Robinson v. Kroger Co., supra at 743, 493 S.E.2d 403. See also Tanner v. Larango, 232 Ga.App. 599, 600-601, 502 S.E.2d 516 (1998); Echols v. Whiskers Food & Spirits, supra at 241, 493 S.E.2d 722 (wherein the plaintiff “could not have been ignorant of the step's existence but was inevitably required to negotiate it” in order to reach her destination). Compare Flournoy v. Hosp. Auth. of Houston County, 232 Ga.App. 791, 792-793, 504 S.E.2d 198 (1998) (the ramp was damp, and its nonskid coating was worn down).
On this issue, Williams deposed that he witnessed Febuary walk down the ledge to retrieve the rope. Williams stated that he watched as Febuary appeared to lose his balance and fall from the ledge and confirmed that Febuary did not trip on the ledge before falling. In response, Febuary admitted that he could not remember what happened immediately prior to the fall or where he was looking while walking. Febuary acknowledged that nothing blocked his view of the ramp or otherwise distracted him. It is undisputed that the weather was clear that day and that the fall occurred around noon. Febuary claimed, however, that the ledge was difficult to see and that he thought he may have tripped on the ledge before falling.
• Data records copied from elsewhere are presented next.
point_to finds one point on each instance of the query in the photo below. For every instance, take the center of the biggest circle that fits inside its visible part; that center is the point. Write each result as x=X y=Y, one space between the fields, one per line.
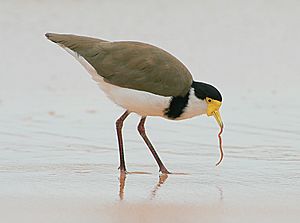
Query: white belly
x=140 y=102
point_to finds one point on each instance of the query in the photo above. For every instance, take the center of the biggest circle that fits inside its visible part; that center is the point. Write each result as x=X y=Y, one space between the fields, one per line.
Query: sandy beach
x=59 y=153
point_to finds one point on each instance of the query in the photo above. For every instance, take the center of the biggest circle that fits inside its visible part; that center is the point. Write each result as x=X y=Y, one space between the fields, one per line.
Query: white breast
x=140 y=102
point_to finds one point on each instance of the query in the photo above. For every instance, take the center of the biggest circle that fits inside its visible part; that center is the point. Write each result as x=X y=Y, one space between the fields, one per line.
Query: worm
x=221 y=149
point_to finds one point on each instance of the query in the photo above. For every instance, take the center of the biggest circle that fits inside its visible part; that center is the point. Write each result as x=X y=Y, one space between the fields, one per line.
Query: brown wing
x=132 y=65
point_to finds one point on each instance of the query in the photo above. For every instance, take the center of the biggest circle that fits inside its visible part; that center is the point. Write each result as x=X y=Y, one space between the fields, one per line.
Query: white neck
x=195 y=107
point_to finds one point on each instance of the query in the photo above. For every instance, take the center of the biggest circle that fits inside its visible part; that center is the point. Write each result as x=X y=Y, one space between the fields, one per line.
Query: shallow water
x=57 y=138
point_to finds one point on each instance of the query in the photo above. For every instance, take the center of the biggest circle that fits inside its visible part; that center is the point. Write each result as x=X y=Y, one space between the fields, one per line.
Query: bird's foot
x=164 y=170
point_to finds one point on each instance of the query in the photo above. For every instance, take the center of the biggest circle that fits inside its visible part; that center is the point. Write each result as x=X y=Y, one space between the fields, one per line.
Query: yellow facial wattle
x=213 y=107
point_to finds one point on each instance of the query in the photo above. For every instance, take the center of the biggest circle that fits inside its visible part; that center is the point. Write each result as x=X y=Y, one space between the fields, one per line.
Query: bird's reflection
x=122 y=180
x=161 y=180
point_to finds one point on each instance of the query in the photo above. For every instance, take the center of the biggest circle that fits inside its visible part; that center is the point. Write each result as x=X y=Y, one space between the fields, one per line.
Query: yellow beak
x=218 y=118
x=213 y=107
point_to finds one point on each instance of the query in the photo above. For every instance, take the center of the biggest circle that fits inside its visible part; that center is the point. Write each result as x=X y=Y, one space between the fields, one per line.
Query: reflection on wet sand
x=122 y=180
x=161 y=180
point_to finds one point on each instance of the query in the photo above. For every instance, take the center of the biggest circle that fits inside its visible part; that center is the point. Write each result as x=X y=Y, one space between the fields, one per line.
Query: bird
x=143 y=79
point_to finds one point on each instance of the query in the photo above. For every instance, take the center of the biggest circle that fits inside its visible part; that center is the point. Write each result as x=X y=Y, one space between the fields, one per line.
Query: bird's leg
x=141 y=129
x=119 y=125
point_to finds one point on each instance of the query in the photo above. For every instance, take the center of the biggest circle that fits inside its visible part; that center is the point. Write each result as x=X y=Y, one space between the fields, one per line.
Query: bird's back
x=132 y=65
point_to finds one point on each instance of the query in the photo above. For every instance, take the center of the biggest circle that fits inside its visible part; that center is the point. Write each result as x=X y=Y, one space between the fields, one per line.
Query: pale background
x=58 y=146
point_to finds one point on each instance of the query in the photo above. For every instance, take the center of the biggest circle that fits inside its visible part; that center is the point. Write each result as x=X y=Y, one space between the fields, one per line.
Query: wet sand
x=59 y=153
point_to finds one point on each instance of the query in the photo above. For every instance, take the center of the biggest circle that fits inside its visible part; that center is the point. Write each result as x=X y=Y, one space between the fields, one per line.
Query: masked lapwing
x=142 y=79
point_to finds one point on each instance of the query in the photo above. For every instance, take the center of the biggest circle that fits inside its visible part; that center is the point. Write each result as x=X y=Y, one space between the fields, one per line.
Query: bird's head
x=212 y=97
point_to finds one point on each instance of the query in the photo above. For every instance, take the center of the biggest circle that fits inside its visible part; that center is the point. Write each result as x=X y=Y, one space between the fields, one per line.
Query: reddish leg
x=141 y=129
x=119 y=125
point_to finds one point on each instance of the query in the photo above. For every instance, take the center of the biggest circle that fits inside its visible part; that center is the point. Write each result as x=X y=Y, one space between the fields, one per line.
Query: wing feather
x=132 y=65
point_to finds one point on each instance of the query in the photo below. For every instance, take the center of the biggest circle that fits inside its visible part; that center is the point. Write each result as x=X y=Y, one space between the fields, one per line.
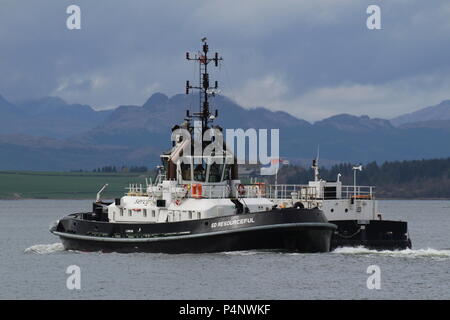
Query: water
x=33 y=264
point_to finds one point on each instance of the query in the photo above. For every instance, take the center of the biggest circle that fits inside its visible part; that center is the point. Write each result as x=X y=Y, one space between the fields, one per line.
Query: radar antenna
x=204 y=87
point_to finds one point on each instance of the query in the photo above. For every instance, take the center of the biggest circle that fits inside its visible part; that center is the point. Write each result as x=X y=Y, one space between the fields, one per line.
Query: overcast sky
x=312 y=59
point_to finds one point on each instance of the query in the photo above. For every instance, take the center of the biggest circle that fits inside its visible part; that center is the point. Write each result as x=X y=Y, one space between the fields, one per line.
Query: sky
x=311 y=58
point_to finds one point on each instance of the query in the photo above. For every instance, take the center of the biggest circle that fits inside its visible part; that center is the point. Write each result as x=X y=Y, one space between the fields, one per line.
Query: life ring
x=241 y=189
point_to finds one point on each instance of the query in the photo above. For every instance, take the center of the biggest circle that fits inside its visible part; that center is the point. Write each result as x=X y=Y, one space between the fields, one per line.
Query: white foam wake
x=45 y=248
x=407 y=253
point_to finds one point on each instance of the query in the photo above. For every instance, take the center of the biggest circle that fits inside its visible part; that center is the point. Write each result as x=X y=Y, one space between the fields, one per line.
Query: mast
x=204 y=87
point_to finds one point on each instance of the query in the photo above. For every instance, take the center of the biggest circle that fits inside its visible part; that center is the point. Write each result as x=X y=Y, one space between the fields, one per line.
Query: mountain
x=48 y=117
x=50 y=134
x=151 y=123
x=437 y=112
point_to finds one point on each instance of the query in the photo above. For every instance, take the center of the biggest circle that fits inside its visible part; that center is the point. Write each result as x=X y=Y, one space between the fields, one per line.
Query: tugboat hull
x=291 y=229
x=371 y=234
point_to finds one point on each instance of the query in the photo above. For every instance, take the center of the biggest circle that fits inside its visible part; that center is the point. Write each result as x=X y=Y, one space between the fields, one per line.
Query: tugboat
x=197 y=202
x=353 y=209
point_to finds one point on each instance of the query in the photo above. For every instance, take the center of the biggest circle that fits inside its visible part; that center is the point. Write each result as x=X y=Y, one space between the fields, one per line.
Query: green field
x=65 y=185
Under the circumstances, Averitt Express pierced Febuary's pleadings by demonstrating that Febuary walked down the ramp's ledge even though he had actual or constructive knowledge of the potentially hazardous static condition. Febuary's pure speculation as to the cause of his fall failed to present a jury issue as to whether he had equal knowledge of the condition. See Christopher v. Donna's Country Store, 236 Ga.App. 219, 220, 511 S.E.2d 579 (1999); see also Clemmons v. Griffin, 230 Ga.App. 721, 498 S.E.2d 99 (1998). Therefore, the trial court did not err in granting Averitt Express' motion for summary judgment.
1. It is undisputed that there were no foreign objects or cracks in the concrete on the ramp that may have created an uneven surface.
2. Notably, Williams deposed that no one other than Febuary had fallen from the ramp since it was built in 1992, despite its regular use for pickups and deliveries.
BLACKBURN, P.J., and BARNES, J., concur.